Out of love for polygons: Lisa Shahno
[by Alexandra Zhovtenko]
The young Russian Lisa Shahno laid the foundations for her future fashion career when making clothes for dolls in her childhood. Later, driven by the idea to become an artist, she used to dress in self-made eccentric outfits and began to study at Moscow Mossovet College followed by the Moscow State University of Design and Technology.
With her first collection ‘Squaring the Square’ Shahno won the Grand-prize at the Kremlin Stars 2009 award (Moscow) and the Best Avant-garde award in the CREATEUROPE Fashion Design Contest 2009 (Berlin). The latter enabled her to spend a year in Berlin on a work placement with Andrea van Reimersdahl.
Besides her awards her work has been already displayed in numerous exhibitions, including the Russian Cycles and Seasons festival , Alter Nature: The Future that never was in Hasselt, Belgium andGerman Focus Fashion/ Photo ONSITE exhibit at Fashion Art Toronto festival 2012. To date she has since designed her second collection ‘The Iteration’ and contributed to several more projects.
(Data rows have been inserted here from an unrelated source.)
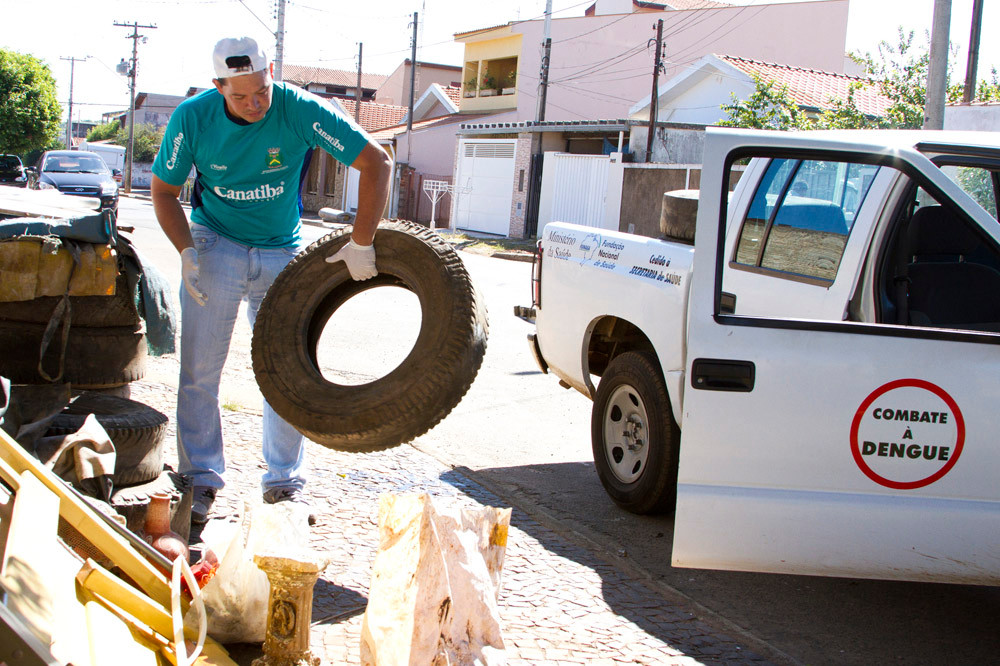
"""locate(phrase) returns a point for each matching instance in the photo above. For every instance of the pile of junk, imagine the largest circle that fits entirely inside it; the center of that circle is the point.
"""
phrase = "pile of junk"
(91, 517)
(95, 564)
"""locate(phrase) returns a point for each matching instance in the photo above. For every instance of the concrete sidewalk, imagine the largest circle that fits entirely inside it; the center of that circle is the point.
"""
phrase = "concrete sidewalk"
(559, 603)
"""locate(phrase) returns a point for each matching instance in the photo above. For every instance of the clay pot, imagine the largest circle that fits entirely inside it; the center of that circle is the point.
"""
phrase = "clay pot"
(157, 529)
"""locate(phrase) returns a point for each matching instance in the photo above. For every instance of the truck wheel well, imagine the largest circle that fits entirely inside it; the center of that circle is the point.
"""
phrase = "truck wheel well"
(611, 337)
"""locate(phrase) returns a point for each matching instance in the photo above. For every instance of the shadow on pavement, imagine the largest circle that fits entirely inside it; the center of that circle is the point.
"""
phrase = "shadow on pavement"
(811, 619)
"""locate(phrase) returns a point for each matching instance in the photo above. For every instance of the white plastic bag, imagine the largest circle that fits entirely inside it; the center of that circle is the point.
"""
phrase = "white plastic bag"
(435, 580)
(236, 597)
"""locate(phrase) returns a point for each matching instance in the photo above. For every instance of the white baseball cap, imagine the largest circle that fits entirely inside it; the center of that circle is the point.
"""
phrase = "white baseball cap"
(237, 56)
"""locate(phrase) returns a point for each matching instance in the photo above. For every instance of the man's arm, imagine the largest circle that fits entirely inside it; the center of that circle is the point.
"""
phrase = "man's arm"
(170, 214)
(373, 191)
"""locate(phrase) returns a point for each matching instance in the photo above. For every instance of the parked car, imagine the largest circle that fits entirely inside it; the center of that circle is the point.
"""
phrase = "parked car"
(12, 171)
(79, 173)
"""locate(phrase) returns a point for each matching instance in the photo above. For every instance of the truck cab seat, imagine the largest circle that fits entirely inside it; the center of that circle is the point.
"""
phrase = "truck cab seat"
(945, 289)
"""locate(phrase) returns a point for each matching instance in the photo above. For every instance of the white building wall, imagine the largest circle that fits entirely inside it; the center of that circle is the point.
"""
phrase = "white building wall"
(806, 34)
(975, 117)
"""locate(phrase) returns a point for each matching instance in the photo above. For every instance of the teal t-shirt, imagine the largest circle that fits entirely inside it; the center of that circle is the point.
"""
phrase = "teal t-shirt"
(249, 175)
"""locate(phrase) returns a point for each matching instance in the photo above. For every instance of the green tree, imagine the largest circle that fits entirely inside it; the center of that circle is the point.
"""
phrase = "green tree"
(29, 109)
(900, 72)
(103, 132)
(768, 107)
(146, 139)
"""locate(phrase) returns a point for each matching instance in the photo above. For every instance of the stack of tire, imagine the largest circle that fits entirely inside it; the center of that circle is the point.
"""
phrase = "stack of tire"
(105, 346)
(105, 350)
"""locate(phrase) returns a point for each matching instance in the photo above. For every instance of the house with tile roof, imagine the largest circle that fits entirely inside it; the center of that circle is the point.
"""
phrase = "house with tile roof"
(330, 83)
(396, 87)
(697, 94)
(600, 64)
(330, 184)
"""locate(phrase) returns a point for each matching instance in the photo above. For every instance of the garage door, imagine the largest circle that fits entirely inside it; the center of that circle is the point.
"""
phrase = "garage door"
(485, 185)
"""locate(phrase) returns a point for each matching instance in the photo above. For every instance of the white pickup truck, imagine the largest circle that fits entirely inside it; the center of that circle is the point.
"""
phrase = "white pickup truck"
(812, 384)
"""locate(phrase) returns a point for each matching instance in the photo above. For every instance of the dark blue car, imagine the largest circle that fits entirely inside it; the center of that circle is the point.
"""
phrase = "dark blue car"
(79, 173)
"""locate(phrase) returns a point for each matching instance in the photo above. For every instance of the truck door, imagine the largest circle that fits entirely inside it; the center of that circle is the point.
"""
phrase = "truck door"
(863, 444)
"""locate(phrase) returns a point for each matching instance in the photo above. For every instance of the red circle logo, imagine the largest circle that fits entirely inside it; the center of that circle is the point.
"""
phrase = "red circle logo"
(907, 434)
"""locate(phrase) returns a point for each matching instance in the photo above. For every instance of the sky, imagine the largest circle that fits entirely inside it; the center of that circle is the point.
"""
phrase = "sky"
(176, 54)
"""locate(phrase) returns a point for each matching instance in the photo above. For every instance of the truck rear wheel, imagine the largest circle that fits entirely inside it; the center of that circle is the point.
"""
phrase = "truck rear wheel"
(634, 435)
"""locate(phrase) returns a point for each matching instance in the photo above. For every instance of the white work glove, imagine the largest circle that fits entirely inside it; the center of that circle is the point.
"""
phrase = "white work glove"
(190, 273)
(360, 260)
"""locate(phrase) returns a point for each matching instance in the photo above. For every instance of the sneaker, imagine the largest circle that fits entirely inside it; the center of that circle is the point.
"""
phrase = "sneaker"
(275, 495)
(201, 504)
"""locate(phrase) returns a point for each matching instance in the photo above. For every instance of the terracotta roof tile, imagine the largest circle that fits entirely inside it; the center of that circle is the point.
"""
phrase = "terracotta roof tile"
(302, 76)
(815, 88)
(389, 132)
(695, 4)
(454, 94)
(374, 116)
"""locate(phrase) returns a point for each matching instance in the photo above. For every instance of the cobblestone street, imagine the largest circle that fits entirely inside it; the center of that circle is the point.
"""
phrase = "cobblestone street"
(558, 603)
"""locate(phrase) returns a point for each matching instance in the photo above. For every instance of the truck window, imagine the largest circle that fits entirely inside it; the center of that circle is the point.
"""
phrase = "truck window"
(801, 216)
(947, 271)
(980, 183)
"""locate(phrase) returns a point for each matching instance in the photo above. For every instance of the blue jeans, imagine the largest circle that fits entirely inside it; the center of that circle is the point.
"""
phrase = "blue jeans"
(229, 273)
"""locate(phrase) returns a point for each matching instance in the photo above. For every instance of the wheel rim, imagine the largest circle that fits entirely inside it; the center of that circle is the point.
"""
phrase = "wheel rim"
(626, 436)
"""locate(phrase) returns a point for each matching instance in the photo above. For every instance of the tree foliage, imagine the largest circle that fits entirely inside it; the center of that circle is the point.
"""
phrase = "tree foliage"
(29, 109)
(146, 139)
(900, 72)
(768, 107)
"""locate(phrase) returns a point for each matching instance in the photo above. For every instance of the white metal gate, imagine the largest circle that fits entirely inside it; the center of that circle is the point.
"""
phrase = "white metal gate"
(486, 178)
(579, 187)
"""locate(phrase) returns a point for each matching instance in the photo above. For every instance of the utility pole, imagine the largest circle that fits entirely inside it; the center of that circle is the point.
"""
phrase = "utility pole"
(357, 119)
(543, 76)
(279, 41)
(532, 197)
(69, 120)
(655, 95)
(413, 83)
(357, 94)
(937, 67)
(131, 106)
(969, 93)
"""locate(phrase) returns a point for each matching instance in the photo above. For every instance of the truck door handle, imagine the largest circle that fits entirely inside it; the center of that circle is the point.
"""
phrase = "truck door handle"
(711, 374)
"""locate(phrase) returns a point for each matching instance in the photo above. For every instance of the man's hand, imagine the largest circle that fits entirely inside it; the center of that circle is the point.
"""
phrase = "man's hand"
(190, 273)
(360, 260)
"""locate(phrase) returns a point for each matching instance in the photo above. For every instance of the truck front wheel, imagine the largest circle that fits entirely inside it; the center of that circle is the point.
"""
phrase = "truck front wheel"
(634, 435)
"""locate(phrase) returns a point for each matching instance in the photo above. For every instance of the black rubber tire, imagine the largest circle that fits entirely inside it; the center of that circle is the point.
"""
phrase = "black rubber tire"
(632, 390)
(413, 397)
(132, 502)
(135, 429)
(95, 357)
(87, 311)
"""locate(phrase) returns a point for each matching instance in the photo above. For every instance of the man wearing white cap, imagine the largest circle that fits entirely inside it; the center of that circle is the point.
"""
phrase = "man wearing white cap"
(248, 140)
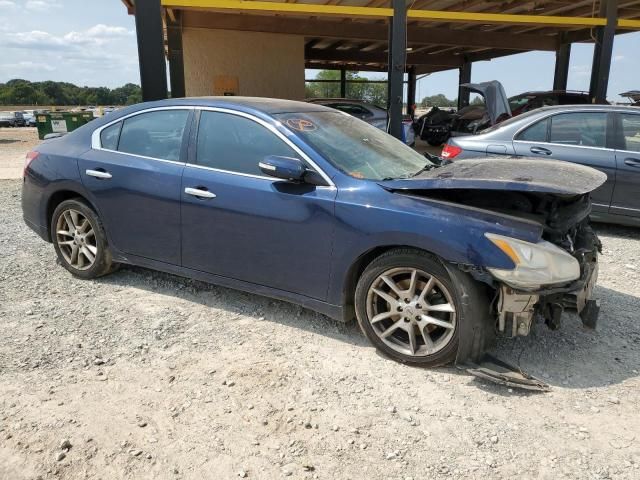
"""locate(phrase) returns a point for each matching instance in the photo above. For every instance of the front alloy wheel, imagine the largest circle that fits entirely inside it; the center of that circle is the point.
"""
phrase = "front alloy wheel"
(411, 311)
(79, 239)
(407, 306)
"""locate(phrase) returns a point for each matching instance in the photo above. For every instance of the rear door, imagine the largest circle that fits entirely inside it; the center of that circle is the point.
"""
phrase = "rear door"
(239, 223)
(626, 195)
(578, 137)
(133, 172)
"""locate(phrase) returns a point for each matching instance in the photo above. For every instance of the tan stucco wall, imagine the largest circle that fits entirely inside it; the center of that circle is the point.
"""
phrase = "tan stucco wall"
(266, 64)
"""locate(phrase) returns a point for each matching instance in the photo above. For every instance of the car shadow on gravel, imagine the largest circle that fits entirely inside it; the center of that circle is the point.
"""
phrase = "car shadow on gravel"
(236, 302)
(578, 357)
(572, 357)
(620, 231)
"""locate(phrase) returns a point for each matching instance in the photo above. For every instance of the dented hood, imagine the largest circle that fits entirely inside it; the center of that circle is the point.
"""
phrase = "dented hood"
(508, 174)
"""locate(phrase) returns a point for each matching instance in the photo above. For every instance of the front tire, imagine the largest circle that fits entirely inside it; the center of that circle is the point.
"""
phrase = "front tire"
(408, 307)
(79, 240)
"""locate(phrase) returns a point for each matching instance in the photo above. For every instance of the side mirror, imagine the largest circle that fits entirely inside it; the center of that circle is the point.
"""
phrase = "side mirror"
(286, 168)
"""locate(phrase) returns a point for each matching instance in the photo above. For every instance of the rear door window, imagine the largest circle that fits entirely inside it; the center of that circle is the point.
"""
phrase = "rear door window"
(631, 132)
(109, 136)
(236, 144)
(587, 129)
(535, 133)
(352, 109)
(156, 134)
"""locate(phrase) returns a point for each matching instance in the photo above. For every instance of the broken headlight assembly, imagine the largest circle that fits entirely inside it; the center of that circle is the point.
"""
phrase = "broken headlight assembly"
(535, 264)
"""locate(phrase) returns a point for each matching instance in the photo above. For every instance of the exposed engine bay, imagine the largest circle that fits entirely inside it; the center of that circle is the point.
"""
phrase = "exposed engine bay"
(565, 224)
(522, 189)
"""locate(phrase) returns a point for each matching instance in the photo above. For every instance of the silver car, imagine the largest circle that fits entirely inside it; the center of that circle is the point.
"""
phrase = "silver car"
(604, 137)
(368, 112)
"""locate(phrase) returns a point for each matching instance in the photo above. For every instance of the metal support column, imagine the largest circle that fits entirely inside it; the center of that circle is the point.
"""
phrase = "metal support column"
(153, 68)
(561, 74)
(397, 58)
(411, 90)
(602, 52)
(176, 61)
(464, 77)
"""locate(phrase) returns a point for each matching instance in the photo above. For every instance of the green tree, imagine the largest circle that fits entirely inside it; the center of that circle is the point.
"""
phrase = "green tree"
(357, 88)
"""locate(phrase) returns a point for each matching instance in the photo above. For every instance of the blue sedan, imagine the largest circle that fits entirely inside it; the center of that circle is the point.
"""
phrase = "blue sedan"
(305, 203)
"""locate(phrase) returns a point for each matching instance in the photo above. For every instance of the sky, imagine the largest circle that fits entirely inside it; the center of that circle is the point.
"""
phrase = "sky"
(93, 43)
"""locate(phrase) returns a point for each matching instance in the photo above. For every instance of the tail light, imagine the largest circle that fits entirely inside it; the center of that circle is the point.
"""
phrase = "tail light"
(450, 151)
(31, 156)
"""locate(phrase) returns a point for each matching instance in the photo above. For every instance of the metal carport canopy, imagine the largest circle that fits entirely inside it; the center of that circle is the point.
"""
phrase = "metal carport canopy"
(435, 35)
(441, 34)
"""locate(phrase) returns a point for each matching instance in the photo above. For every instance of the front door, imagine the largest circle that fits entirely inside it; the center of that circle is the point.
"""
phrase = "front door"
(239, 223)
(134, 177)
(626, 195)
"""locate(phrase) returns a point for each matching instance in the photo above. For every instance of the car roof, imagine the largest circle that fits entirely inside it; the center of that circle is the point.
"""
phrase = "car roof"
(588, 107)
(554, 92)
(265, 105)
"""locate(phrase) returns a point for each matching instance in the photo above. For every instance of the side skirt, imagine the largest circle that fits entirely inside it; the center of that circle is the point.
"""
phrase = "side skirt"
(333, 311)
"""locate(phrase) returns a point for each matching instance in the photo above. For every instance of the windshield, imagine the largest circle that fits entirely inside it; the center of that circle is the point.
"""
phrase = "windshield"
(353, 146)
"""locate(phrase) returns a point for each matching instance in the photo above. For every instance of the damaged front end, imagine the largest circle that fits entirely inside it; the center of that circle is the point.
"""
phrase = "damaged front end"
(554, 274)
(517, 309)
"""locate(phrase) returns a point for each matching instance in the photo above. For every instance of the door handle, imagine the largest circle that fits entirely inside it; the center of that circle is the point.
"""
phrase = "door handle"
(199, 192)
(540, 150)
(632, 162)
(98, 174)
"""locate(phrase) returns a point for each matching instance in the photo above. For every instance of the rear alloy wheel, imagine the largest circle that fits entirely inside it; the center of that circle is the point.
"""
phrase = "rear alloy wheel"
(79, 240)
(76, 239)
(406, 306)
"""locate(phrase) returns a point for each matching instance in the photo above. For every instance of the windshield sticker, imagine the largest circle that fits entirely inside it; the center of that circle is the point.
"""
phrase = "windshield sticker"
(301, 124)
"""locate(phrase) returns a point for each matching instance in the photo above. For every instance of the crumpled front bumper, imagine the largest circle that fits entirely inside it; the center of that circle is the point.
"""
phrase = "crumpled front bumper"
(517, 310)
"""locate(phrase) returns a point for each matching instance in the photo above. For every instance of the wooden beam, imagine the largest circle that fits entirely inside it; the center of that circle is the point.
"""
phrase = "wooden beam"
(352, 67)
(377, 12)
(358, 56)
(312, 27)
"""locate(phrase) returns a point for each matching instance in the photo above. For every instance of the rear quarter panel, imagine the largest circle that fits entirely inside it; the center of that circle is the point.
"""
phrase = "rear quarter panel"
(54, 170)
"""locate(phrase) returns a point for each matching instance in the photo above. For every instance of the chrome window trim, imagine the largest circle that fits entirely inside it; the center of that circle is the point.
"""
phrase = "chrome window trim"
(273, 130)
(632, 152)
(559, 112)
(141, 156)
(97, 145)
(624, 208)
(564, 145)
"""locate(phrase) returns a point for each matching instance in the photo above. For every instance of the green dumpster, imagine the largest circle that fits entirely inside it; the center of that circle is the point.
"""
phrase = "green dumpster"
(61, 122)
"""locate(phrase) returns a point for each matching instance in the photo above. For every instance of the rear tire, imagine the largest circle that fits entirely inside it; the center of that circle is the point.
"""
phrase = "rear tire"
(79, 240)
(408, 307)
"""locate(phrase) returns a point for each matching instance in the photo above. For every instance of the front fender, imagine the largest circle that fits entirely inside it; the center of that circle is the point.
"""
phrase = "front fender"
(455, 233)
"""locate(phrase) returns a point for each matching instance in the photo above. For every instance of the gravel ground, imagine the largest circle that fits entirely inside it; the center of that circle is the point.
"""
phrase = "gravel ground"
(145, 375)
(14, 144)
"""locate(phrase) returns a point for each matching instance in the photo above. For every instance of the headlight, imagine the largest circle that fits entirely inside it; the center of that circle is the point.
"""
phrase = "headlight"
(536, 264)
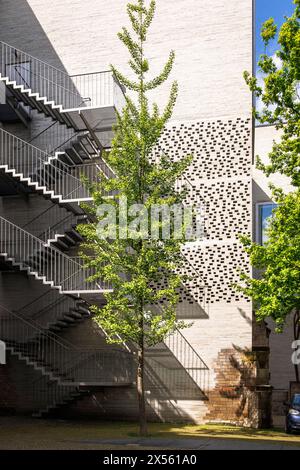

Unlike other fashion designers, Lisa Shahno does not use traditional cutting techniques. Instead her pieces are always based on simple geometrical forms, which is why the young designer does not sketch beforehand but divides the garments into squares, rectangles and triangles.
“I believe that, if a flat pattern looks beautiful, the three-dimensional object it generates will look beautiful as well. […] While I was studying at an Art school, I often used to imagine three-dimensional objects which I needed to portray on two-dimensional surface of paper as a polyhedrons composed of polygons. It really helps me to understand and feel the beauty of the shapes still. I want to share this experience through my works.“

The Iteration’ is inspired by the Fractal Cosmology theory, indicating that our “universe may consist of infinite number of levels which are similar to each other but different in scale”. Translated into fashion Shahno uses one repeating basic element for her designs – a square divided by diagonals. As a result beautiful pieces were produced that impress with their voluminous, simultaneously angular shapes and graphical impact that create pieces more wearable than her former designs.
Although Lisa Shahno prefers to start with fabrics rather than with sketches when beginning to work on a new collection, she enjoys drawing and therefore started ‘In the Buddka’. On the website she transforms her design sketches into peculiar characters and provides them with brief sayings. Her newest project, Polyiamond, is a limited edition of silver waist packs in faux leather which are made of 22 triangles and are supposedly designed to keep our secrets.
The Russian designer connects fashion with art and considers herself more an artist than a fashion designer. Speaking in a recent interview, Shahno explained her outlook. “I don’t like the traditional way of presenting clothes. I’d like to explore a deeper interaction between presentations in galleries and fashion shows, wearable clothes, art objects and small scale production. I want people to ask more questions and to buy things not because a magazine or a blog told them that it is cool to do so, but because they understand and share the ideas that inspired the designer to create those things”.
Lisa Shano is available via NOT JUST A LABEL and TEKNOPOLICE.